Six Cambodian cadets who are studying at four US military academies – including the prestigious and storied West Point – may have to quit their courses of study soon as their US government scholarships are ending due to Cambodia’s loss of eligibility for the US military service academy programme.
“Following Cambodia’s curtailment of cooperation in several areas of traditional bilateral military-military engagement, the country lost its eligibility for the US military service academy program,” said Arend Zwartjes, the US embassy spokesman in Phnom Penh.
“As a reflection of their good academic standing, however, Cambodian students currently enrolled at military service academies are permitted to complete their undergraduate programs,” he noted.
According to Arend, the students who are currently at West Point are there on full scholarship, but if they or the Cambodian government is able to pay the remaining cost of their tuition they will be welcome to remain at the school and complete their undergraduate degree programmes.
“The United States has encouraged the Cambodian government to assist its students with the remaining tuition costs,” he said.
When asked how eligibility for the US military service academy programme can be regained or if other students have been forced to terminate their studies before completion and whether they had been given any advance warning or clearly informed about this possibility ahead of their enrolment or departure, he referred those questions to the US Department of Defence.
Two of the students are at West Point Military Academy, two are attending the US Air Force Academy, one student is at the US Naval Academy and one is studying at the Coast Guard Academy, according the Voice of America Khmer Services.
Nou Chanyuthea is one of the six students and a cadet at the US Air Force Academy.

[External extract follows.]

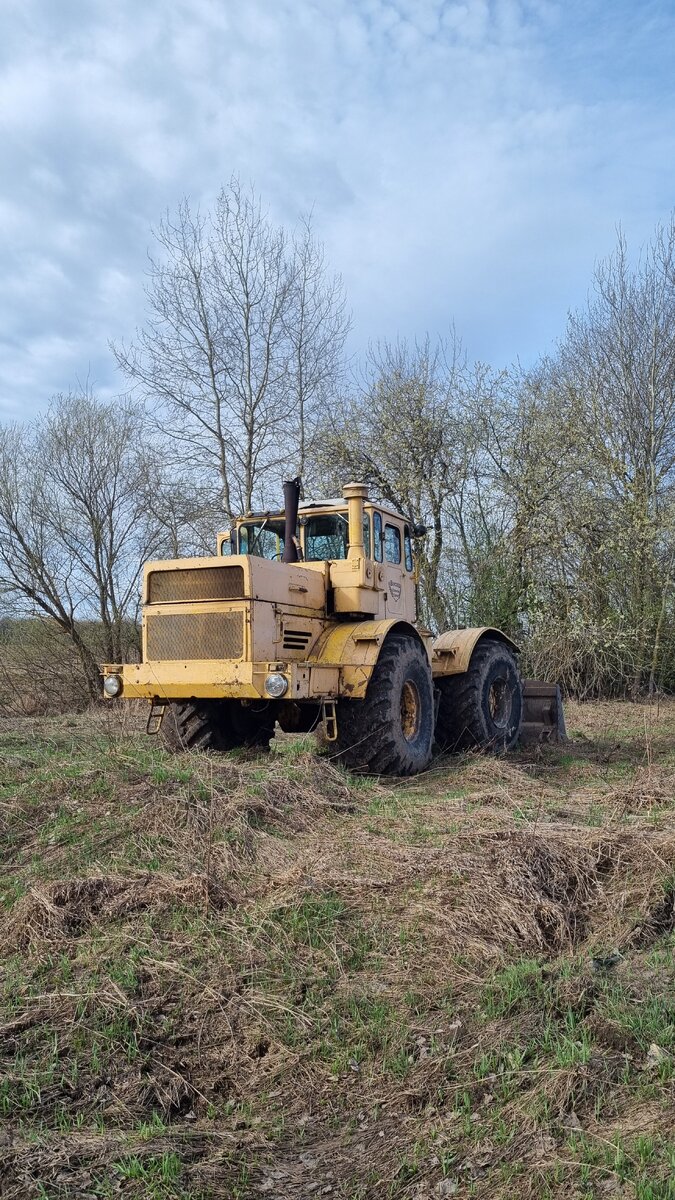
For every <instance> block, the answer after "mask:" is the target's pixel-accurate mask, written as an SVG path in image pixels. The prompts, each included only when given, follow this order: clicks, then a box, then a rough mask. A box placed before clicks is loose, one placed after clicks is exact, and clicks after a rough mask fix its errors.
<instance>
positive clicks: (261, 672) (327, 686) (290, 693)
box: [101, 660, 341, 701]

Upon receiving the information from the US government that his scholarship was ending, Chanyuthea took to the online crowd-funding site GoFundMe to seek financial support for completing his degree.

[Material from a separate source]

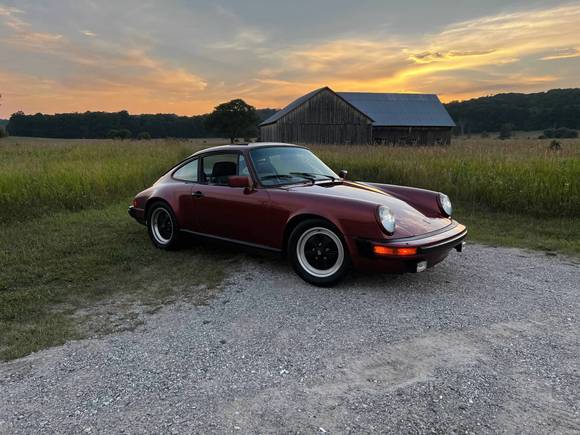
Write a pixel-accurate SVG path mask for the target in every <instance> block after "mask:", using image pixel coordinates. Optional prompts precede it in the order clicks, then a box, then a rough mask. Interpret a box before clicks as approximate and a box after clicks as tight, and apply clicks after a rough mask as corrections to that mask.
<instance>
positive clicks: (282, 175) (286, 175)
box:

“As of May 27, I received terrible news from the US government that my scholarship will be terminated immediately due to [US-Cambodia] diplomatic relations. Now, without any support from the US government, I am unable to finish my undergraduate [programme],” he said in his fundraising campaign pitch.
“So, that is why I am reaching out to you – so that you can help me finish my degree somewhere in the United States.”
His crowd-funding campaign started on June 19, with a fundraising goal of over $112,000 to cover two more academic years at a university in the US. As of July, nearly $24,000 had been donated to him.
Cambodia-US joint military exercise Angkor Sentinel has been postponed since 2017, with Cambodia claiming that it was too busy preparing the commune and national elections in 2017 and 2018 to participate.
The Cambodian Ministry of National Defence claimed back then that it was just a temporary postponement and that the bilateral military relationship remained strong.
Whatever the state of US-Cambodia military ties happens to be, Chanyuthea said it had very little to do with his trying to earn a college degree.
“I have no say or involvement in the decisions that the Cambodian government has made. One of the main purposes I was selected to attend the US Air Force Academy was to strive to improve the relationship between our nations.
“I went through the hurdles of getting an appointment to a military academy because I believe in what the United States stands for: democracy, freedom, human rights and the rule of law. These values were exemplified by the US embassy in Phnom Penh ... and that made a profound impact on me while growing up,” he said.
He said the decision to terminate his scholarship was likely irreversible due to diplomatic and strategic reasons, but he hoped to finish his undergraduate degree somewhere else in the US.
Government spokesman Phay Siphan said ending the scholarships given to these students is like imposing sanctions on Cambodian youths who love the US and the government has yet to decide on whether they can help provide the tuition costs for them.
“These youths who love the US are losing out on their college dreams and that is regrettable. Other youths [who wish to study abroad] should think of alternative destinations like France, Japan and others,” Siphan said.
He said he was not sure which programme the six students in the US were a part of, but there are two programmes through which students can get scholarships to the US, including full scholarships through the defence ministry.
Ending these scholarships was an unfortunate development in the bilateral relations between the two countries, said Chheang Vannarith, president of the Asian Vision Institute.
“People-to-people ties should be maintained even though there are differences over strategic issues. I hope both sides can find common ground to de-escalate these tensions and restore mutual strategic understanding and a stable degree of political trust, especially in order to maintain educational and cultural exchanges,” Vannarith said.
Kin Phea, director of the Royal Academy of Cambodia’s International Relations Institute, said it was terribly unfortunate that these students have to deal with this situation.
“We see they are playing geopolitical games with the fates of these students with big dreams and aspirations for their studies. It is like they are throwing them overboard in the middle of the river and forcing them to try and reach the opposite bank by themselves,” he said.
He said the US always spoke about virtues and the value of human rights, including the right to an education and these scholarships should be purely for educational purposes and should not be attached to anything that could damage the students.
“The US should think twice about making this inhumane decision that could sabotage the futures of these students. If they do things like this then clearly their assistance has strings attached and comes with ulterior motives. It is not honest assistance with the development of human resources in Cambodia,” Phea said.